Os impactos do BUPi sobre a valorização do território
Pergunta inevitável a fazer é: qual o impacto da georreferenciação na adopção de políticas públicas de ordenamento do território?
Paulo Madeira classifica-as do ponto de vista micro e macro. Sobre as primeiras o coordenador adjunto da EBUPi salienta que “o conhecimento do território adquirido através do BUPi já permitiu, do ponto de vista do ordenamento do território e da sua valorização, que os municípios passassem a dispor de informação sobre o território de que não dispunham anteriormente acelerando a sua própria base de conhecimento e permitindo que o processo de decisão em vários domínios passe a ser assente em dados reais, temos ainda exemplos de outras entidades públicas que já estão a utilizar serviços partilhados pelo BUPi para internalizar nas suas actividades e com isso criar valor. São o caso do IFAP que está a utilizar essa informação para permitir desde logo uma melhor gestão e atribuição de apoios aos agricultores, ou do ICNF (Instituto da Conservação da Natureza) que dispõe de um projecto de 120 milhões de euros para construir faixas de gestão de combustível para prevenção de incêndios rurais e que beneficia da informação disponível no BUPi para acelerar o processo de conhecimento das áreas a intervencionar e nas servidões administrativas a constituir. Em ambos os casos o BUPi permite a estas entidades uma actuação mais focada e eficaz e ainda mais eficiente com uma poupança significativa de recursos financeiros aos contribuintes”.
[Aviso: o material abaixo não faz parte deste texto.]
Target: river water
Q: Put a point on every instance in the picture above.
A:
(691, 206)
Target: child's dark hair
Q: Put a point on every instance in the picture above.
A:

Já numa perspectiva macro o responsável salienta que o BUPi “permite o conhecimento e actualização de informação da propriedade e dos proprietários o que constitui um valor inestimável para o país poder modelar novas medidas de política pública com base em dados e numa lógica de tomada de decisão data driven.”
Em breve serão apresentados resultados de um estudo sobre os benefícios económicos gerados pelo BUPi para o cidadão, por forma para tornar evidente que as mais valias do projecto não se cingem apenas ao sector público e que são, já hoje, uma realidade para os cidadãos e empresas.